Exploring axonal biology using a novel microfluidics-based neuronal culture platform.

摘要

This dissertation describes the development, characterization, and use of a novel micro fluidics-based neuronal culture platform to investigate axonal biology. The culture platform was fabricated using micro fabrication and soft lithography technologies and consists of a microgroove-embedded barrier which allows axons to penetrate the barrier, but prevents the passage of larger cell bodies. The use of passive microfluidics allows the isolation of distinct micro environments to axons or cell bodies. Advantages of this culture platform include, but are not limited to, biocompatibility, optical transparency, batch processing, simplified processing, and reproducibility. In this dissertation, the culture platform is used for investigation of axonal biology in the central nervous system (CNS). Long axonal tracts are characteristic of the human brain and axonal deficits have been linked to numerous neurodegenerative diseases, including Alzheimer's, Huntington's, Parkinson's, Multiple Sclerosis, and Amyotrophic Lateral Sclerosis. The study of axonal biology is also relevant to research in traumatic brain injury (TBI) and stroke, where axonal regeneration is prevented due to secondary damage mechanisms. In Chapter 1, I describe the motivation for developing an in vitro method to study CNS axons. Chapter 2 focuses on the development and characterization of the platform and includes analytical and experimental results showing that microenvironments of small molecular weight compounds can be established for extended periods of time using passive microfluidics.
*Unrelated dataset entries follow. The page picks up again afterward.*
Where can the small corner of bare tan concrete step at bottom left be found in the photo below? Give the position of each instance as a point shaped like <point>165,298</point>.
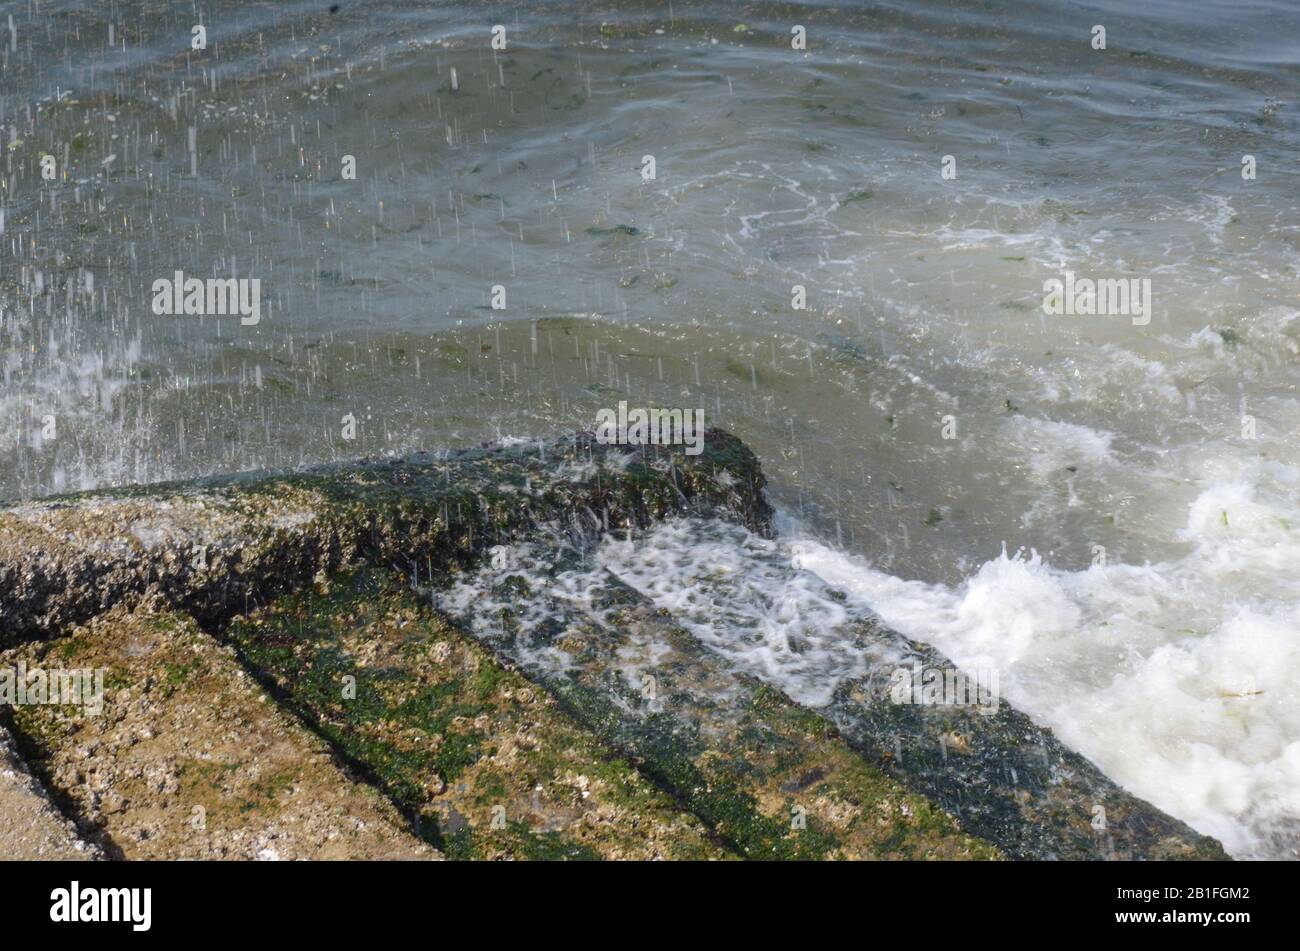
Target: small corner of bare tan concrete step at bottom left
<point>31,824</point>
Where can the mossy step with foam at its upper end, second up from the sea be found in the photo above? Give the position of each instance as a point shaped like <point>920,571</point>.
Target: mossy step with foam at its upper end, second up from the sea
<point>772,779</point>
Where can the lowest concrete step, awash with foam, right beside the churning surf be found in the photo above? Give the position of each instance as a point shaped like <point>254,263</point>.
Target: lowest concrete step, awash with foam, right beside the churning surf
<point>941,731</point>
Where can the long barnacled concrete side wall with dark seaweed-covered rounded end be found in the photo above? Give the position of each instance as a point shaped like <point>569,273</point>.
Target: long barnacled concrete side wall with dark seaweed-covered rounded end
<point>218,548</point>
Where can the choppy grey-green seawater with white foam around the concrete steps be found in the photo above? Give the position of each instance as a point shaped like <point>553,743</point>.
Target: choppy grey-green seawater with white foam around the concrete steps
<point>1115,523</point>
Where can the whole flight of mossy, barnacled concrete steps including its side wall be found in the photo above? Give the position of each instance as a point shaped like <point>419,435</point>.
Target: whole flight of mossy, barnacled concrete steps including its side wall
<point>661,746</point>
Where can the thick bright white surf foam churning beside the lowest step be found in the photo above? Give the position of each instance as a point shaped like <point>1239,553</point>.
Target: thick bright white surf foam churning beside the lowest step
<point>1176,679</point>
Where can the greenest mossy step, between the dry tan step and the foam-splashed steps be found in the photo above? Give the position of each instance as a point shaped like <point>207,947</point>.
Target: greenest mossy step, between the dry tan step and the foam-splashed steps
<point>484,762</point>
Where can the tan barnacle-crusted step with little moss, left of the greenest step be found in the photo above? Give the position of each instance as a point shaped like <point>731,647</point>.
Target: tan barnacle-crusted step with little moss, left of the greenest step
<point>185,757</point>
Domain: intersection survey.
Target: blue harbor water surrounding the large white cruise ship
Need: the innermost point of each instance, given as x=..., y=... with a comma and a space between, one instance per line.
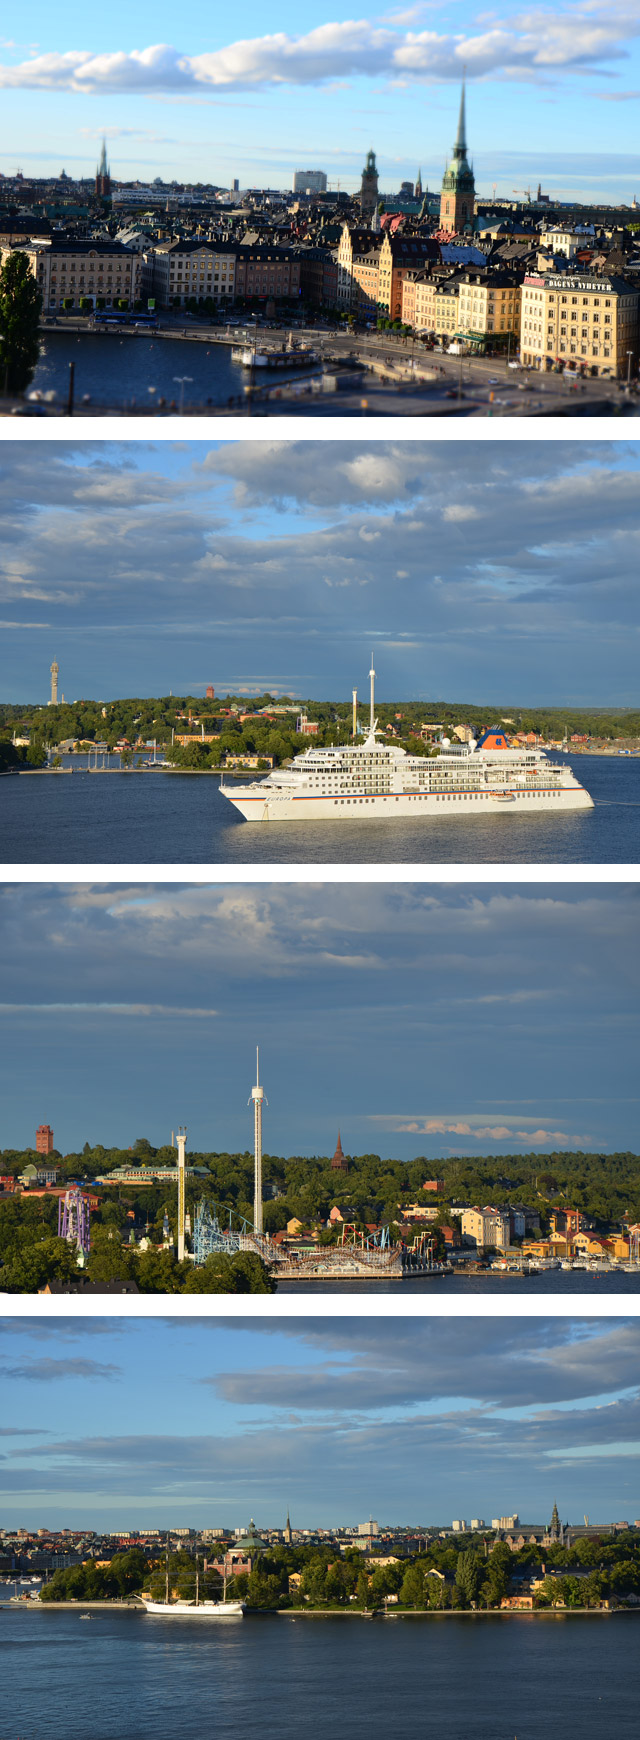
x=154, y=817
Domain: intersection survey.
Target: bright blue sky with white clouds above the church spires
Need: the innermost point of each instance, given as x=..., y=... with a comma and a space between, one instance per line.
x=554, y=93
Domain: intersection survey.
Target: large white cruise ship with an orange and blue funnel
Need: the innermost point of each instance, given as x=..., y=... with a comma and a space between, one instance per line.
x=378, y=780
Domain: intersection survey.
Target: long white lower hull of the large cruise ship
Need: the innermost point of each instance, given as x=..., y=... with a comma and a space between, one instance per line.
x=265, y=805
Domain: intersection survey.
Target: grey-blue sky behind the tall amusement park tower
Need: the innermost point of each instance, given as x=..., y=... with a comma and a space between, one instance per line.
x=418, y=1021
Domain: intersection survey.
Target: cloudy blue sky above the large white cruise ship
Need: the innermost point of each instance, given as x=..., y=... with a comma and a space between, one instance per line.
x=477, y=572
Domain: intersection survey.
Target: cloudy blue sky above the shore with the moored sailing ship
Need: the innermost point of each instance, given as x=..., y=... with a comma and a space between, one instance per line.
x=333, y=1421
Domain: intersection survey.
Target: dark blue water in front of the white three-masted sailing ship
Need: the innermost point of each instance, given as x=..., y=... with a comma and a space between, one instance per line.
x=272, y=1678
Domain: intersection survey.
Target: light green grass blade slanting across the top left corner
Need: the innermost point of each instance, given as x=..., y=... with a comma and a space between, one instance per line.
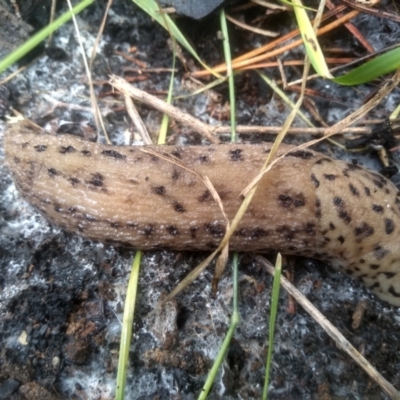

Chapter 3 demonstrates several experimental paradigms using the platform. The platform is an improvement over current techniques for the study of axonal injury and regeneration, axonal transport, and for biochemical analysis of axons. The platform also permits the establishment of axonally restricted cocultures. In Chapter 4, I use the platform to compare gene expression levels in axons as they mature using real-time PCR. In Chapter 5 Affymetrix GeneChips® are used to analyze and categorize CNS axonal mRNAs. The identification of axonal mRNAs is an important step to investigate functions of local protein synthesis and has not been possible using previous methods. Chapter 6 concludes with a discussion of possible future directions of this work.